People v. Cimber

76 Cal. Rptr. 382 | Cal. App. Dep’t Super. Ct. | 1969

WHYTE, P. J.

The most recent appellate cases involving pornography establish certain rules which govern our decision in this case. To constitute obscenity under the rules established by the United States Supreme Court and the even more stringent requirements of our State Supreme Court1 the material must contain a graphic description of sexual activity. (In re Panchot (1968) 70 Cal.2d 105 [73 Cal.Rptr 689, 448 P.2d 385].) Where such depiction occurs, it is not constitutionally protected merely because it takes place in a theatrical performance or motion picture. (Dixon v. Municipal Court (1968) 267 Cal.App.2d 789 [73 Cal. Rptr. 587].) Such acts may be obscene although they are simulated rather than real. (Dixon v. Municipal Court, supra.) Upon trial expert testimony must be introduced to establish that the material is patently offensive because it affronts contemporary community standards relating to the description or representation of sexual matters. (In re Giannini (1968) 69 Cal.2d 563 [72 Cal.Rptr. 655, 446 P.2d 535].) The community whose standards must be affronted consists of the entire state. (In re Giannini, supra.)

Applying these rules to the case at bench, the trial court’s decision dismissing the action was erroneous and must be reversed with instructions to receive expert testimony on the proper community standard, to-wit, that of a statewide community.

We do not follow the appellant’s suggestion that we now view the films and make our own determination as to their obscenity. While an appellate court must reach an independent decision as to the obscenity of the material, “Since *870an appellate court certainly does not in any sense compose a cross-section of the community, it cannot effectively carry out this function in the absence of evidence in the record directed toward proof of the community standard.” ( In re Giannini, supra, at p. 576.)

The trial court properly received expert testimony. Unfortunately, this case having been heard before Giannini was decided, both counsel and the court mistook the proper standard to be applied. Defendants, and apparently the court, felt that the community involved was the Strip area and Santa Monica Boulevard while the People argued it should be the county as a whole. The Supreme Court has now told us the proper area is the entire state. The People, as well as a defendant, are entitled to require the use of this standard. Otherwise the state standard is quickly reduced to that of the most libertine neighborhood.

Although defendants’ cross-appeal was not aggressively argued, either orally or in the briefs, two matters should be noted in connection with said cross-appeal which is from the trial court’s order “denying the defendants’ motions to quash the arrest and search warrants made pursuant to § 1538.5 of the California Penal Code.” First, in such a motion, the trial and appellate courts are concerned only with probable cause, not with the final determination as to the character of the material.
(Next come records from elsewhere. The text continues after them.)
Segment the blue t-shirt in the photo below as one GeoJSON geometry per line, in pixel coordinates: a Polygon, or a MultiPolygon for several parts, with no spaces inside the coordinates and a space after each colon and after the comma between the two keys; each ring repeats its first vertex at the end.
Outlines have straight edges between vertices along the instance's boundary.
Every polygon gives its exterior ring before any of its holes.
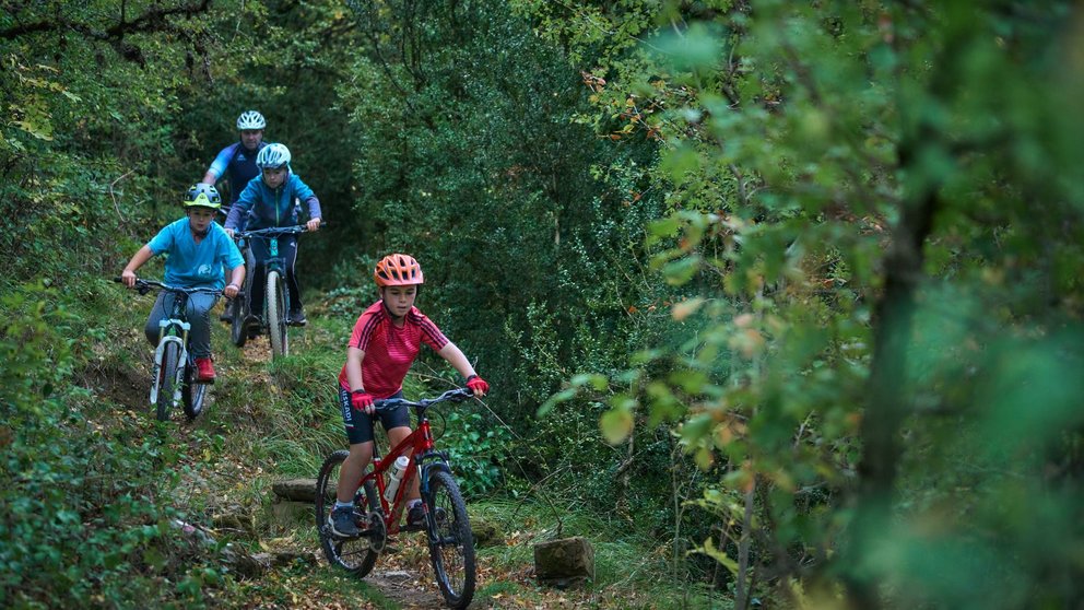
{"type": "Polygon", "coordinates": [[[237,228],[246,214],[249,216],[249,231],[297,224],[295,199],[308,204],[309,220],[320,218],[320,200],[316,198],[313,189],[297,177],[297,174],[291,172],[282,186],[274,189],[268,187],[263,178],[257,176],[249,180],[240,198],[229,208],[225,226],[237,228]]]}
{"type": "Polygon", "coordinates": [[[260,145],[256,148],[256,152],[249,152],[245,150],[245,146],[240,142],[234,142],[222,149],[219,152],[219,156],[214,157],[214,161],[211,162],[211,166],[207,171],[214,174],[216,181],[226,174],[229,174],[231,203],[237,201],[240,197],[240,191],[245,190],[245,185],[249,180],[260,175],[260,168],[256,166],[256,156],[266,145],[268,145],[267,142],[260,142],[260,145]]]}
{"type": "Polygon", "coordinates": [[[168,255],[164,283],[172,286],[222,290],[226,285],[222,266],[234,269],[245,263],[237,245],[217,223],[212,222],[207,237],[197,244],[188,216],[162,227],[146,245],[155,256],[168,255]]]}

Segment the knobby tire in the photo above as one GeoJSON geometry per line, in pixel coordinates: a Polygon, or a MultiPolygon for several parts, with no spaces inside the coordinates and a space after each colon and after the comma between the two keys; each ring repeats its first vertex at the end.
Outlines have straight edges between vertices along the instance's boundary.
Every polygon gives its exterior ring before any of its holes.
{"type": "Polygon", "coordinates": [[[449,607],[467,608],[474,597],[476,580],[474,537],[467,503],[450,473],[437,470],[429,474],[425,503],[429,512],[429,558],[437,585],[449,607]]]}
{"type": "Polygon", "coordinates": [[[284,356],[290,353],[290,338],[286,335],[286,294],[282,275],[278,271],[268,273],[268,326],[271,331],[271,355],[284,356]]]}
{"type": "Polygon", "coordinates": [[[162,376],[158,382],[157,418],[160,422],[169,421],[169,410],[173,408],[173,394],[177,386],[177,366],[180,363],[180,345],[170,341],[162,350],[162,376]]]}
{"type": "MultiPolygon", "coordinates": [[[[363,578],[373,571],[373,565],[379,553],[369,549],[366,538],[342,540],[331,535],[331,527],[328,525],[328,517],[335,503],[335,492],[339,486],[339,473],[342,471],[342,462],[346,460],[350,451],[339,450],[323,460],[320,467],[320,476],[316,480],[316,530],[320,535],[320,547],[323,555],[328,558],[328,563],[338,565],[358,578],[363,578]]],[[[372,481],[365,483],[365,500],[355,498],[354,514],[355,521],[360,525],[361,516],[365,513],[365,502],[368,503],[369,511],[378,511],[380,502],[376,495],[376,489],[372,481]]]]}

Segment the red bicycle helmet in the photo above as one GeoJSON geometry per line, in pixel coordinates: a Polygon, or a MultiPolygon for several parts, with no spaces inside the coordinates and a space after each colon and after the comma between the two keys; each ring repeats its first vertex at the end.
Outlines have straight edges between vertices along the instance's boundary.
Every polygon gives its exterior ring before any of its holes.
{"type": "Polygon", "coordinates": [[[388,255],[376,263],[376,271],[373,272],[376,285],[384,286],[409,286],[425,283],[422,275],[422,266],[410,255],[393,254],[388,255]]]}

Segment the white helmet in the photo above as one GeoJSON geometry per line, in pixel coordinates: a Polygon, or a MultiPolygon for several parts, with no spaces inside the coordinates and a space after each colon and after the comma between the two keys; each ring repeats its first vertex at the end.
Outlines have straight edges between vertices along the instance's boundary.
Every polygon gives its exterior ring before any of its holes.
{"type": "Polygon", "coordinates": [[[268,121],[263,120],[263,115],[256,110],[246,110],[237,117],[237,129],[263,129],[268,121]]]}
{"type": "Polygon", "coordinates": [[[256,165],[260,169],[278,168],[283,165],[288,168],[290,149],[285,144],[268,144],[263,146],[260,154],[256,155],[256,165]]]}

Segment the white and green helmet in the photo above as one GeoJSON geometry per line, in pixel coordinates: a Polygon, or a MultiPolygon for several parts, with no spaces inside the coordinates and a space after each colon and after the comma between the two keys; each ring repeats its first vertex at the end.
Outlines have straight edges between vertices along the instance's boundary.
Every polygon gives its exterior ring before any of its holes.
{"type": "Polygon", "coordinates": [[[256,110],[246,110],[237,117],[237,129],[263,129],[268,121],[263,120],[263,115],[256,110]]]}
{"type": "Polygon", "coordinates": [[[290,168],[290,149],[285,144],[268,144],[256,155],[256,165],[260,169],[275,169],[283,165],[290,168]]]}
{"type": "Polygon", "coordinates": [[[217,210],[222,208],[222,196],[214,185],[196,183],[188,189],[185,196],[185,208],[210,208],[217,210]]]}

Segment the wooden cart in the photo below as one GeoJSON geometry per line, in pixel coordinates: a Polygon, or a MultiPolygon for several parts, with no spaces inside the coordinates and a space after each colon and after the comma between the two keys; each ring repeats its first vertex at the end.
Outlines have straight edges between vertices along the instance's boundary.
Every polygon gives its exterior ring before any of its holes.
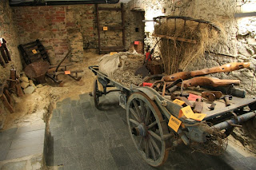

Second, if the affidavits reveal probable cause to believe the material to be obscene, the issuing judge does not have to personally view the entire material nor take evidence as to contemporary community standards before issuing the warrant. (Aday v. Superior Court (1961) 55 Cal.2d 789, 798 [13 Cal.Rptr. 415, 362 P.2d 47]; People v. Hill* (1968) CR. A. 8129.) Here the affidavit of Sergeant Greenlees shows reasonable cause to believe the pictures contained depictions of masochism, masturbation and simulated sexual intercourse. As these are fields which may fall under the highest courts’ definition of hard core pornography, the allegations justify the issuance of the warrant. Whether, after a hearing under Penal Code sections 1539 and 1540 in which appropriate expert testimony is presented, an examination of the pictures in the light of said testimony will support the warrant is not now properly before us. Cross-appellant makes much of the fact that the activities of only a single person are depicted. Whether a simulation of sexual intercourse where the presence of the *871second party must be supplied by the viewers’ imagination falls without the bounds of contemporary community standards is one of the matters upon which expert testimony must be produced. We are not yet ready to say that in all cases as a matter of law such depiction is constitutionally protected. Judgment of dismissal reversed; cross-appeal denied.

Vasey, J., and Wong, J., concurred.

Zeitlin v. Arnebergh (1963) 59 Cal.2d 901 [31 Cal.Rptr. 800, 383 P.2d 152, 10 A.L.R.3d 707]; People v. Noroff (1967) 67 Cal.2d 791 [63 Cal. Rptr. 575, 433 P.2d 479]; and see People v. Rosakos (1968) 268 Cal.App.2d 497 [74 Cal.Rptr. 34].

This case was not certified for publication.